I’ve been meditating for a while now. At least 100 days. I’ve found it to be a wonderful practice and something I genuinely look forward to. But I’ve also changed because of it.
I feel more connected with all things. My intentional practice of mindfulness has made me much slower to anger and faster to compassion. It has also allowed me to digest things differently. The real thing I find myself drawn to as a necessary practice is being present, and receiving the peace that comes from that.

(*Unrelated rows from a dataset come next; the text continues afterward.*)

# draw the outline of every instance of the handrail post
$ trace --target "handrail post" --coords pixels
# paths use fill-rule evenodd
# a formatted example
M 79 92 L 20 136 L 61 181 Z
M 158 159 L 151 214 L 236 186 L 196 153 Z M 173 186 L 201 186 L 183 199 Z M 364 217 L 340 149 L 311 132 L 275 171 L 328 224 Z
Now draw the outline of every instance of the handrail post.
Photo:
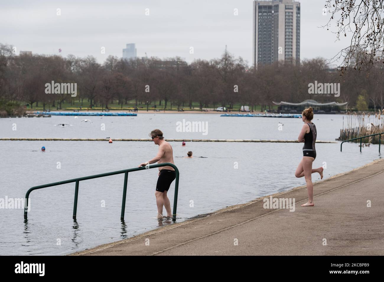
M 76 213 L 77 212 L 77 198 L 79 195 L 79 180 L 76 180 L 76 185 L 74 188 L 74 200 L 73 200 L 73 215 L 72 218 L 76 219 Z
M 381 143 L 381 134 L 379 135 L 379 152 L 380 152 L 380 144 Z
M 175 182 L 175 196 L 173 199 L 173 214 L 172 214 L 172 221 L 176 221 L 176 213 L 177 208 L 177 193 L 179 192 L 179 177 L 180 173 L 179 170 L 176 171 L 176 181 Z
M 124 219 L 124 213 L 125 212 L 125 199 L 127 197 L 127 183 L 128 182 L 128 172 L 124 174 L 124 188 L 122 190 L 122 201 L 121 203 L 121 215 L 120 219 Z
M 28 191 L 29 192 L 29 191 Z M 28 198 L 29 196 L 29 193 L 28 192 L 26 193 L 27 196 L 25 196 L 25 198 L 24 199 L 24 219 L 26 219 L 28 218 L 28 200 L 29 200 Z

“Peace comes from being aligned with the present moment. Wherever you are, you feel that you are home – because you are home.”
— Eckhart Tolle
I find this to be really true, and also the opposite is true. When I am focused on what my life will look like 10 years from now, 5 years from now, whether I’m saving enough or planning enough or if the decisions I am making now are serving my life in the future etc., I am robbing myself of the joy of the present moment.
This moment right here, when the wind is blowing, and the sun is shining, and it’s a perfect 67 degrees and beautiful outside. I miss this, if I am only focused on that. I can’t fully appreciate the beauty of the things around me. To live every moment to its fullest is perfection, and that’s what I’ve been missing these last few months.
I’ve been so “bent out of shape” about our future, our kids future wellbeing and exterior things that I haven’t been able to be present in the moment. To practice presence when I’m with my kids right now.
If we can be happy in the moment at all times, we live in a wealth and a peace that surpasses the logic of “having”.
“Having” is like a storage of sorts. It’s like we store our resources in the form of wealth so that we feel we can be secure and able to be at peace in moments when our basic needs surpass our ability to be at peace. Where peace is disrupted by our needs. But “having” becomes an addiction.
The plan becomes the thing we focus on, rather than what the plan is supposed to provide. I know the plan is important, but what’s more important is being able to enjoy what I have now. The feeling of wind in my face, watching sunsets over the water, enjoying the wildlife surrounding us and tapping into the throng life that is all around at any given time. All the animals going about their day, doing what they are designed to do; all the people living life however they have determined to do so…it’s all part of this energy that we can live in. I think that’s where God is.
God is here. In the literal here and now. When Jesus said, “The Kingdom of God is at hand”. I think that’s what he meant. We’re in it, but it’s invisible, and we have to open our eyes to it. In the far east, they call this the third eye. The more eastern my philosophy becomes, the more clearly I see the truth of Jesus’ teachings.